Vitamin A - D - E - K

Struktur

Vitamin E ist keine Einzelverbindung, sondern eine ganze Reihe verschiedener ähnlicher fettlöslicher Verbindungen auf Chroman-Basis.

Beschreibung siehe folgenden Text

Die Struktur der verschiedenen E-Vitamine
Autor: Ulrich Helmich 10/2023, Lizenz: siehe Seitenende

Oben links auf der Abbildung sehen wir die Strukturformel des Chromans. Dieses Chroman-Grundgerüst (blau gezeichnet) ist mit einem dreifach methylierten Tetradecan (14+3 C-Atome) verbunden, dem 2,6,10-Trimethyltetradecan. Außerdem befinden sich an dem Benzolring noch eine OH-Gruppe und zwei CH3-Gruppen, und außerdem zwei weitere Substituten, die wir einmal als R1 und R2 bezeichnen wollen. R1 und R2 können entweder Methylgruppen sein oder einfache Wasserstoff-Atome, so dass sich insgesamt vier verschiedene Strukturen ergeben, die als α-, β-, γ- und δ-Tocopherol bezeichnet werden (siehe Abbildung).

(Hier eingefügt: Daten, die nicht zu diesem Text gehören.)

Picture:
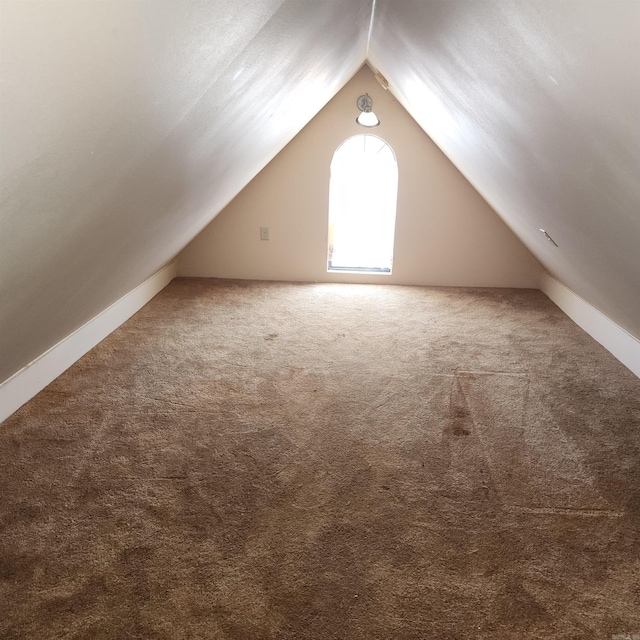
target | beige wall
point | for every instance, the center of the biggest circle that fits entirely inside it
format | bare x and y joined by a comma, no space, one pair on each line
446,234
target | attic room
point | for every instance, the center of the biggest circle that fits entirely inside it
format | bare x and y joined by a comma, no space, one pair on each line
212,427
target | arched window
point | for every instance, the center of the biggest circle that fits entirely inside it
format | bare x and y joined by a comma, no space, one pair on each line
363,194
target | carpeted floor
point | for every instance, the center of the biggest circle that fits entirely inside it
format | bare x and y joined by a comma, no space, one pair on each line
268,460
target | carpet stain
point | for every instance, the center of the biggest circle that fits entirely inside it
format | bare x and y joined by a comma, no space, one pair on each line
370,477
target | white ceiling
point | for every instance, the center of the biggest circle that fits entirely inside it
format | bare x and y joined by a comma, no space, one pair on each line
127,126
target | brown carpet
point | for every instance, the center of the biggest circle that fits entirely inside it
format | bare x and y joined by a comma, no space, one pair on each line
271,460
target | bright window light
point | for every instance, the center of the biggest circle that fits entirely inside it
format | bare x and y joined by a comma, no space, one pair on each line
362,206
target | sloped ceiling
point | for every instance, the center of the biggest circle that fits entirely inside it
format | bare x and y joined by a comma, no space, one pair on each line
127,126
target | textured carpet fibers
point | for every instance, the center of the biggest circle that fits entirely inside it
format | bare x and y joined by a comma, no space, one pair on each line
272,460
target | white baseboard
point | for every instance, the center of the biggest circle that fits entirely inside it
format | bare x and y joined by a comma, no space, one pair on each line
31,379
613,338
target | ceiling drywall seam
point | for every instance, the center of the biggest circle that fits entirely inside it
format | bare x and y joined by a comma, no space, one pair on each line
373,15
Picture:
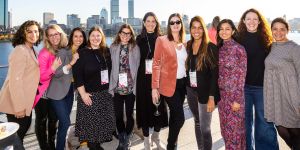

Ähnlich aufgebaut sind die vier analogen Tocotrienole, die im Tetradecan-Gerüst drei C=C-Doppelbindungen besitzen.

Auf die Stereochemie dieser Verbindungen soll nicht weiter eingegangen werden, biologisch aktiv ist jedoch nur jeweils eines der acht möglichen Stereoisomere. Die Raumstrukturen der biologisch aktiven Stereoisomere sehen Sie in der Abbildung 1.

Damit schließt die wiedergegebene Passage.